Klutch now has 125 employees. Each of its dispensaries could be staffed with 20 to 25 employees.

“We believe this is just a golden opportunity to do our best and get involved in retail,” said Pete Nischt, Klutch’s chief compliance officer, noting that the company was among those pleading. for more marijuana stores in Ohio. “We’re excited to be able to serve people when these stores go live.”

Klutch’s owners appear to be engaged in the marijuana business. After all, Klutch was formed following the split of its parent company, AT-CPC of Ohio, from Massachusetts-based Calyx Peak in 2020, as Thomarios bought out its then-partners.

But out-of-state companies want a slice of Ohio’s growing marijuana market. They’ve already acquired about a third of the licenses in northeast Ohio, according to Crain’s research.

Multistate operators (MSOs) that do not obtain a license in RFA II will likely aggressively seek acquisition opportunities, said Stephen Lenn, a Phoenix-based attorney with Brennan Manne & Diamond who works with the cannabis industry on mergers and acquisitions deals.
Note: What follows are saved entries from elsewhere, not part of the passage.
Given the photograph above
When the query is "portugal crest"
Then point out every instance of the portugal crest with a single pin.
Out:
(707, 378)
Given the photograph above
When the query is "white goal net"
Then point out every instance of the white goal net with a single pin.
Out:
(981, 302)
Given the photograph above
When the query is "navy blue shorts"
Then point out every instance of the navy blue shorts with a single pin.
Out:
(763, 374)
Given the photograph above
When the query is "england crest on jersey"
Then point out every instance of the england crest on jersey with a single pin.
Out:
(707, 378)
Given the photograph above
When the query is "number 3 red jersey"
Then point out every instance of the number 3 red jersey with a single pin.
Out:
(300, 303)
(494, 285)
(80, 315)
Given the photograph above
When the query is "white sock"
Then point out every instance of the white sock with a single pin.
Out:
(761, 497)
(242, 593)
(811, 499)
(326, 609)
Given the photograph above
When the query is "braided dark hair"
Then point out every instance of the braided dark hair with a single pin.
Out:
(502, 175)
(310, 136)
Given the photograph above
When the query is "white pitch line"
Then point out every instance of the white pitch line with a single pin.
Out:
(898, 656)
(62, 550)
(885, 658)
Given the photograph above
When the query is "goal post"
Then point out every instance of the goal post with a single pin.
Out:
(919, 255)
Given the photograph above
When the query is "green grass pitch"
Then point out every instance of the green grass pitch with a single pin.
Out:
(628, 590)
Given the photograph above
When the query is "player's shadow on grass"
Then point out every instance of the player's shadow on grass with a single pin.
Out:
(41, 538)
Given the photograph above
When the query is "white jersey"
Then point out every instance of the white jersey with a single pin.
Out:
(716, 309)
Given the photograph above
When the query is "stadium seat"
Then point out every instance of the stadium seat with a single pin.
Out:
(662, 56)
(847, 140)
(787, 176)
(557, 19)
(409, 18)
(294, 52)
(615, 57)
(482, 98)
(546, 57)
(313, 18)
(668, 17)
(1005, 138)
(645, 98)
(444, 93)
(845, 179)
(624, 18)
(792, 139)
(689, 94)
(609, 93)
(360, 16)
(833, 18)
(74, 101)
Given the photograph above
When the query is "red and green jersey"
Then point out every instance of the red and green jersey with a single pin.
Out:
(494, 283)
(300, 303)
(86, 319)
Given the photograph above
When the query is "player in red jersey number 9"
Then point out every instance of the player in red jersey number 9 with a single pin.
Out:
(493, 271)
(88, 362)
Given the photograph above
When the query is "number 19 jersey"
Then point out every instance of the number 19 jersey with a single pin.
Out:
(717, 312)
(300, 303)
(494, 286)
“In Ohio you have to hold that license for a year before you can sell it. But I can tell you that in other states people get lottery licenses and flip them for $10-15 million” , said Lenn. “The reason these licenses are so valuable is precisely because they are in limited license states.”

After regulators announced the winners of the interim licenses this spring, new dispensaries can officially work toward completing their builds. They will have to pass an inspection afterwards to obtain an operating certificate and open their doors. With this timeline in mind, most new stores could go live no sooner than late fall or winter 2022.